The Metaphysical "Fighter"

Sometimes a movie can be a metaphysical experience - beyond the normal rules of the physical universe – not necessarily by design. “The Fighter” is a recent release starring Mark Wahlberg, a local area actor, based on a true life story about Micky Ward, a local area boxer. Scenes of the movie were filmed locally, in places that my family often spends time in, and were observed being filmed by some of our friends. We attended the movie in Lowell, MA, where the movie takes place - Donald, our boys, and my brother-in-law, Tom. It’s entirely possible that the streets and places we passed on the way to the theater are in the background of the film; or that, we may at some point in the past passed the film crew while they were in the area; or that; we’ve been for a bite to eat in some of the places where Micky Ward and/or any of his family and associates were hanging out.

 To wit: scenes in Lowell, where I used to teach – the old mills, the tenement houses, the recent Cambodian immigrants - all in the movie. The boxing scenes, I understand, were filmed at the Tsongas Arena, where my boys play hockey games.  One scene takes place at the Lowell Court House, where I served on a jury a couple years ago, an eerily familiar point of view.  In another scene, Micky takes his date out to a movie in Lexington, MA, because he’s embarrassed to be seen in Lowell after losing a fight:  main street - Mass. Ave. — where we park and shop; Michaelson’s, where we buy shoes; and the Lexington Flick, where Donald and I last saw a movie last month and where I left a scarf behind. 

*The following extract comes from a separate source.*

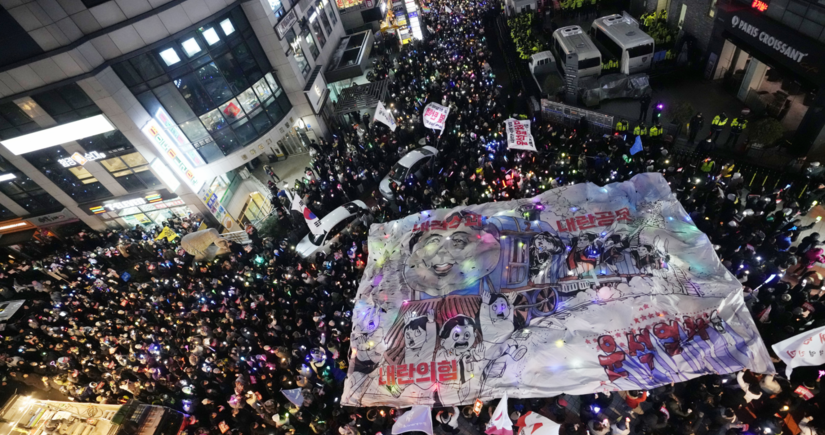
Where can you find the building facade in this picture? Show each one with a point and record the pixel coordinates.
(766, 53)
(120, 112)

 Within the movie is another movie, an HBO special about Micky’s brother, Dicky Eklund, and his crack cocaine addiction. Dicky, a former boxing champ who is also Micky’s trainer, previously fought the real Sugar Ray Leonard — who appears in a cameo – and may or may not have knocked him down.  The movie in the movie is shown first being filmed, with director and cameramen in tow; and later, appears on a TV screen in prison where Dicky and other inmates are watching it, until Dicky gets too upset with the scenes that refer to his son.  Presumably, there is a real HBO special, featuring the real Dicky Eklund, but in The Fighter, it’s Christian Bale who is on the small screen as well as the big screen.  With the trend of including trailers, excerpts and deleted scenes, The Fighter also includes a short interview with the two real life brothers at the end of the film, as well as a brief update of their lives. 

 I liked the movie, a lot.  Not so much the fighting scenes, which I hear are very good – I closed my eyes. But the story about family, and brothers, and the fighter who was not really a fighter – doing all he could to maintain peace in his family, and to please his mother and brother – and was not really a very good boxer until he learned to stand up to his family and others, who all thought they knew better than he did.  It’s the hyper-reality that niggles at me – why all this layer upon layer of fact and fiction? Partly, I know, it’s the age of voyeurism, i.e., looking into other people’s lives a la reality TV shows. But, I’m thinking there’s more to it than that – some kind of search for authenticity, when every image can be manipulated in so many ways. Maybe that accounts for the gritty, 50’s-era street scenes, and the people playing themselves in the movie, and even the blue-collar accents and profanities. The funny realization that although we can reinvent ourselves, through photography, cosmetic surgery, chat rooms and face book, it doesn’t mean much without stakes, without roots.  For the Fighter, Micky Ward, his dysfunctional family is his biggest liability, and nearly derails his career. But to make it as a champ without his family, the ones who know him genuinely, doesn’t really count.

Maybe that’s why the film crews keep returning to this area, because the feeling of town, community, clan hasn’t yet dissipated. Familiarity may breed contempt, but in the end, only the intimacy of shared lives and shared spaces can give real meaning to existence and real depth to emotions, including love.